High over the Sea of Marmora he flew toward Constantinople. Battles without end had been fought on the watery plains below. There the vast Greek Empire had struggled to the death with the hordes of Asia. The mist which had half hidden the land thinned and disappeared. The choppy air became cleaner and easier to fly through. He climbed to eight thousand feet.
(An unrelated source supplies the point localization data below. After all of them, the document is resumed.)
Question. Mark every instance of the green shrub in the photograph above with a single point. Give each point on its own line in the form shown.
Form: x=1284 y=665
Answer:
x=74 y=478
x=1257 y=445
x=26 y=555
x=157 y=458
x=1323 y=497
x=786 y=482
Far away he caught sight of the Golden Horn, the royal city of Constantine the Great, like a Grecian jewel set in Oriental gold, or like a Grecian body pierced by the bright spears of Turkish minarets. For five centuries she had been the spoil of the East. He cursed her conquerors and laughed to himself. What if he should bomb the mosque of Omar or the Sultan’s palace?... He shook his fist at Scutari as if the city were a person. Little flowers of dirty-white smoke bloomed in the air beside him and above him; once he seemed to fly through a shower where before all had been clear, and he felt small pieces of steel drumming like rain on the wings of his ’plane. It was a burst of shrapnel. He laughed and flew on.

Up the Bosphorus he drove, searching the sea with his eyes. The British Secret Service had reported the Sultan Omar at Bojukdere. He strained for a sight of her.